Lourdes walked to the side of his chair and took his head in her hands, pressing it to her abdomen below her breasts. She said nothing but contented herself with stroking his hair and his cheek. After a time Carrera consulted his watch.
"It's a bit over an hour before the select committees get here," he said. He stood up and took her hand. "Let's go to bed."
* * *
Carrera looked, oh, a lot better on leaving the bedroom he shared with Lourdes than he had for a long time. For her part, he thought the smile on her face might have to be surgically relaxed. Sighing contentedly, he closed the door behind him and walked briskly, with more energy than he'd felt in seeming ages, down the broad steps, around a corner, and down a narrower set into the basement.
Carrera's first thought, as he entered the conference room in the basement, was, I should have held this somewhere else. But where? No place off of the island is as secure. The reason he thought that was . . .
"Gentlemen . . . ladies . . . please. You are not supposed to stand at attention for me anymore." Carrera's voice went low and he sounded wistful as he added, "That's not the purpose of this at all. Now, if you would please take your seats."

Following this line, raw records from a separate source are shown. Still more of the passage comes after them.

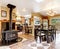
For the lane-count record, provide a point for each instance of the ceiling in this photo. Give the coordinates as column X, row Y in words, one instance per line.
column 25, row 7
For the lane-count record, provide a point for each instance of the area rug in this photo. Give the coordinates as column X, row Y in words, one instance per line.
column 4, row 47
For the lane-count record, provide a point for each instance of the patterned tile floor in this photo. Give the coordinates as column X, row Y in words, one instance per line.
column 29, row 40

Parilla, the only one present who had not stood to attention, tried, mostly unsuccessfully, to contain a wry, I told you so smile. Whether that smile was directed at Carrera, at the Senatorial Select Committee, or at the legislators who had followed the Senators' lead, wasn't entirely clear.

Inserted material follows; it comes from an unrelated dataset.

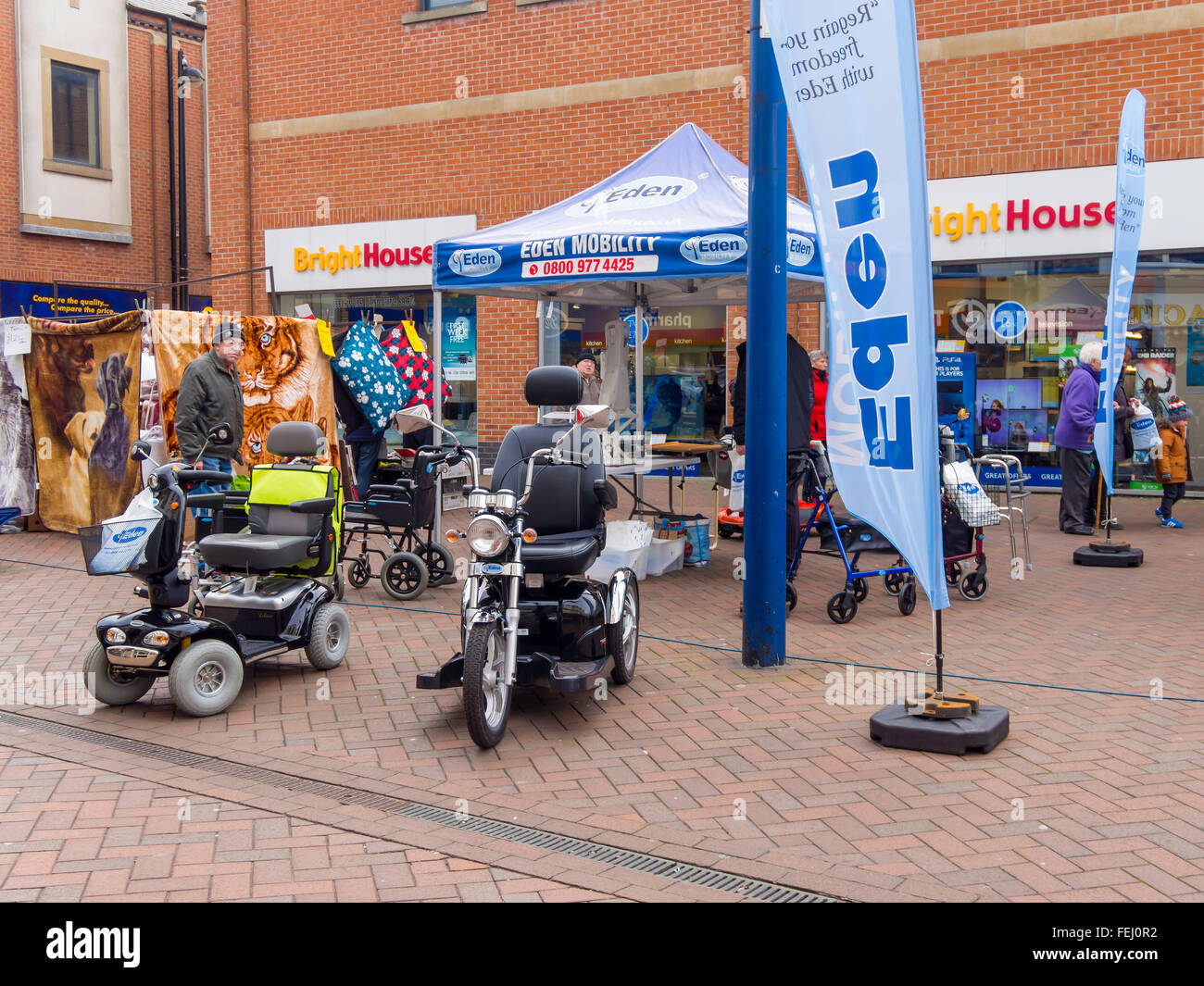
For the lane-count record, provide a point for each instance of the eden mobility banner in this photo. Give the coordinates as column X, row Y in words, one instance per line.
column 850, row 73
column 1130, row 208
column 679, row 211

The group was almost entirely male. There were two women from the Legislative Assembly, true, but even some of the legislators tended to be ex-legionaries, hence typically male, since many had run on Parilla's presidential ticket, and been elected on his coattails. Of those, most had volunteered for the select committee. On the other hand, the initial Senate had been handpicked from Legion veterans. Those were mostly male and, of the women who had passed through the Legion, none had really had the chance to shine.
Where 'shine,' thought Carrera, equals the opportunity to lose eyes and limbs. In any case, they haven't had the chance . . . yet.
His eyes swept over the small assembly, counting human appendages. Of the twelve senators of the select committee, there were only nineteen arms, seventeen legs, and twenty-one eyes. I sure hope none of them lost their balls, too. Their average age was a bit over thirty-five, a deliberate effort on the part of Parilla and Carrera, who had done the hand selecting, to make the Senate as mature as possible, given the constraint that the Legion was mostly young.
After the committee members had taken seats, Carrera took his own. "Senators," he began, rather than Conscript Fathers, which had been his first instinct. They really were too young for that title, in any event, even though they had been conscripted. Then, nodding at Parilla, he continued, "Princeps Senatus and President, legislators, I've asked you here"—Carrera put a very strong emphasis on the word, "asked"—"because we are facing a war, a very hard war, and there are things I am no longer willing to take on, myself, things I no longer trust my own judgment with."